LinuxQuestions.org
Help answer threads with 0 replies.
Go Back   LinuxQuestions.org > Forums > Linux Forums > Linux - Newbie
User Name
Password
Linux - Newbie This Linux forum is for members that are new to Linux.
Just starting out and have a question? If it is not in the man pages or the how-to's this is the place!

Notices


Reply
  Search this Thread
Old 07-18-2008, 01:41 PM   #1
tekmann33
Member
 
Registered: Nov 2006
Posts: 188

Rep: Reputation: 30
simple bash script editing


This is probably a simple thing, but my experience with bash is limited.

I want to automatically edit a bunch of HTML files when they are generated every month and here is the basic criteria that I need to edit on:

1. For every table row <TR> that has the string "Total Files" in it, delete that entire table row.

2. For every string found that has the line "Hostname", rename it to "Connections".

3. For every string that has "Top * of * Total URLs", replace it with "Databases". (The * are automatically generated numbers)
 
Old 07-18-2008, 01:44 PM   #2
TB0ne
LQ Guru
 
Registered: Jul 2003
Location: Birmingham, Alabama
Distribution: SuSE, RedHat, Slack,CentOS
Posts: 18,336

Rep: Reputation: 3895Reputation: 3895Reputation: 3895Reputation: 3895Reputation: 3895Reputation: 3895Reputation: 3895Reputation: 3895Reputation: 3895Reputation: 3895Reputation: 3895
Quote:
Originally Posted by tekmann33 View Post
This is probably a simple thing, but my experience with bash is limited.

I want to automatically edit a bunch of HTML files when they are generated every month and here is the basic criteria that I need to edit on:

1. For every table row <TR> that has the string "Total Files" in it, delete that entire table row.

2. For every string found that has the line "Hostname", rename it to "Connections".

3. For every string that has "Top * of * Total URLs", replace it with "Databases". (The * are automatically generated numbers)
Yes, it is a simple thing.
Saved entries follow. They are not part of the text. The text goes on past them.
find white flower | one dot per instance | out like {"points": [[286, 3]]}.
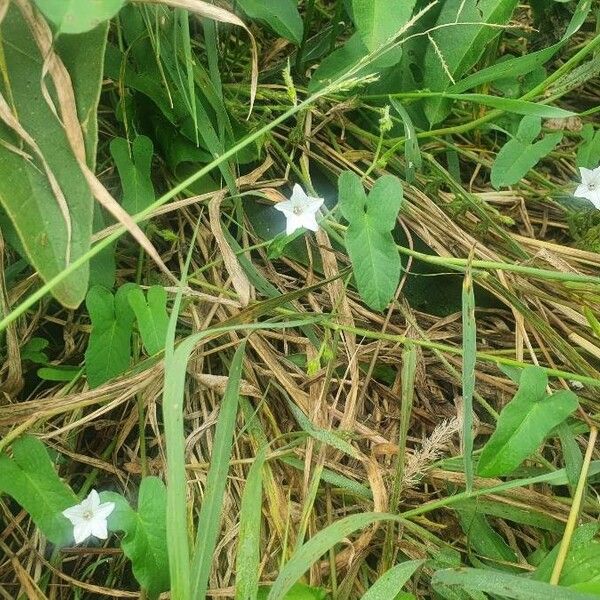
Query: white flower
{"points": [[300, 211], [89, 517], [590, 185]]}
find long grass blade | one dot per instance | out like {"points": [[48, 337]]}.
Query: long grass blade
{"points": [[209, 523]]}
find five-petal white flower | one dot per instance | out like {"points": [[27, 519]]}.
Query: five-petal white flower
{"points": [[300, 211], [89, 517], [590, 185]]}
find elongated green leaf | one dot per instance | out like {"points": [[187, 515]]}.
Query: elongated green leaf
{"points": [[505, 585], [247, 571], [109, 348], [309, 552], [77, 16], [152, 317], [342, 59], [392, 581], [54, 224], [521, 154], [527, 63], [370, 245], [464, 29], [30, 478], [145, 541], [512, 105], [377, 21], [524, 423], [134, 172], [209, 522], [282, 16]]}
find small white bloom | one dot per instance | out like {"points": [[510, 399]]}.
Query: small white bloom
{"points": [[589, 187], [300, 211], [89, 517]]}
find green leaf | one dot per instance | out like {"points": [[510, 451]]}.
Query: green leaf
{"points": [[152, 317], [247, 563], [134, 172], [282, 16], [308, 553], [342, 59], [588, 152], [524, 423], [109, 348], [521, 154], [145, 541], [298, 591], [504, 585], [29, 477], [209, 522], [391, 582], [456, 47], [370, 244], [55, 230], [77, 16], [377, 21]]}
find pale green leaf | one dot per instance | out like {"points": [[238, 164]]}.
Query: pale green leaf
{"points": [[521, 153], [370, 244], [378, 21], [109, 348], [342, 59], [77, 16], [504, 585], [392, 581], [282, 16], [152, 317], [145, 541], [524, 423], [53, 232], [30, 478], [134, 172], [464, 30]]}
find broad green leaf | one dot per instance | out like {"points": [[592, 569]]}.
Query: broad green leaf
{"points": [[504, 585], [30, 478], [588, 153], [77, 16], [524, 423], [247, 571], [392, 581], [145, 541], [109, 348], [282, 16], [482, 539], [152, 317], [378, 21], [134, 172], [209, 521], [370, 244], [298, 591], [464, 29], [344, 58], [521, 153], [54, 228]]}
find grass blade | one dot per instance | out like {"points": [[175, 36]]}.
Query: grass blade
{"points": [[209, 523]]}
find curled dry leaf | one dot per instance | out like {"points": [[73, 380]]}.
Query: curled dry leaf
{"points": [[216, 13], [67, 115]]}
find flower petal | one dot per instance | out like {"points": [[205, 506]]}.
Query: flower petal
{"points": [[98, 528], [104, 510], [81, 531]]}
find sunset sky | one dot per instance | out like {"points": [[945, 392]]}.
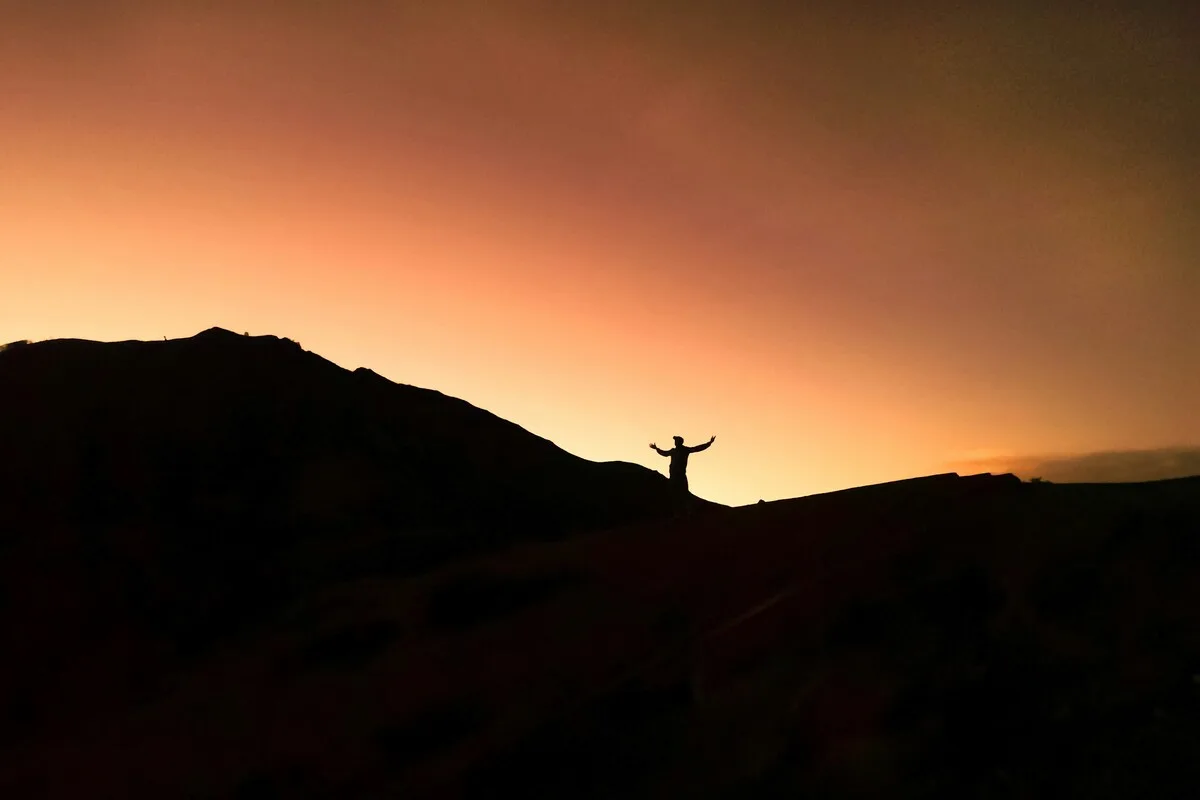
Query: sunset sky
{"points": [[855, 245]]}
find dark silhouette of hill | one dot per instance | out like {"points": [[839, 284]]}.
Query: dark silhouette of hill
{"points": [[205, 593]]}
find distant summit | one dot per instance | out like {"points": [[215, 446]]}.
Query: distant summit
{"points": [[225, 428]]}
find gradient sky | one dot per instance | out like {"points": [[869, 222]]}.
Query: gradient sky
{"points": [[855, 245]]}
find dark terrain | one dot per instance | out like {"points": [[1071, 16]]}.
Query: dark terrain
{"points": [[231, 569]]}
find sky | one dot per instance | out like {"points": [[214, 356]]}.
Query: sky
{"points": [[855, 241]]}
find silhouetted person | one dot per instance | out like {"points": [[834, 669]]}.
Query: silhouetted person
{"points": [[679, 461]]}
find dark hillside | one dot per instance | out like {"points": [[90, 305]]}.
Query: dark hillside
{"points": [[233, 570]]}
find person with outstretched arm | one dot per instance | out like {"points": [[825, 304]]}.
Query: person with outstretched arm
{"points": [[678, 456]]}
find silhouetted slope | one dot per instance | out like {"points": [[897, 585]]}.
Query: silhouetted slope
{"points": [[195, 431], [942, 637], [174, 492]]}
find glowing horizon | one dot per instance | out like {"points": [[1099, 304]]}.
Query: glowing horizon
{"points": [[853, 248]]}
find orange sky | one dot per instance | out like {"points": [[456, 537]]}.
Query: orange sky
{"points": [[856, 247]]}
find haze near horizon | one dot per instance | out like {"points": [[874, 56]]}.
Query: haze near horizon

Look at the man page for sed, it should give you what you need.
 
Old 07-18-2008, 02:03 PM   #3
pixellany
LQ Veteran
 
Registered: Nov 2005
Location: Annapolis, MD
Distribution: Arch/XFCE
Posts: 17,802

Rep: Reputation: 738Reputation: 738Reputation: 738Reputation: 738Reputation: 738Reputation: 738Reputation: 738
Personally, I would not try to learn SED from the man page. Go here for an excellent tutorial: http://www.grymoire.com/Unix/Sed.html

The problem you describe is non-trivial in SED, if the <TR> structure spans multiple lines. (SED works one line at a time.)

When you say "every string that......" , it is ambiguous. You have to be able to define where the string starts and stops.

Look also at "AWK". The Grymoire site has a good tutorial on that also. In addition, you may want to look at "Bash Guide for Beginners" and "The Advanced Bash Scripting Guide"....both free at http://tldp.org
 
Old 07-18-2008, 03:34 PM   #4
matthewg42
Senior Member
 
Registered: Oct 2003
Location: UK
Distribution: Kubuntu 12.10 (using awesome wm though)
Posts: 3,530

Rep: Reputation: 63
Processing HTML with sed is a bit tricky, because you can't really know how it will be formatted. sed is line-oriented. If you can be sure that your HTML will be something like this:

Code:
...
<tr><td>something</td><td>else</td></tr>
<tr><td>Total files</td><td>17</td></tr>
...
...then it's pretty easy - you can just drop the lines which start with <tr> and have "Total files" on them.

However, consider this:
Code:
...
<tr>
  <td>something</td>
  <td>else</td>
</tr>
<tr>
  <td>Total files</td>
  <td>17</td>
</tr>
...
It's the same thing as far as HTML is concerned, but using sed won't cut it, as no single line can be filtered out.

For sure you can write a program with awk or perl which can do it, but it's annoyingly tricky for something so apparently simple. If you can remove the data before it is turned into HTML, it would probably be easier and more robust.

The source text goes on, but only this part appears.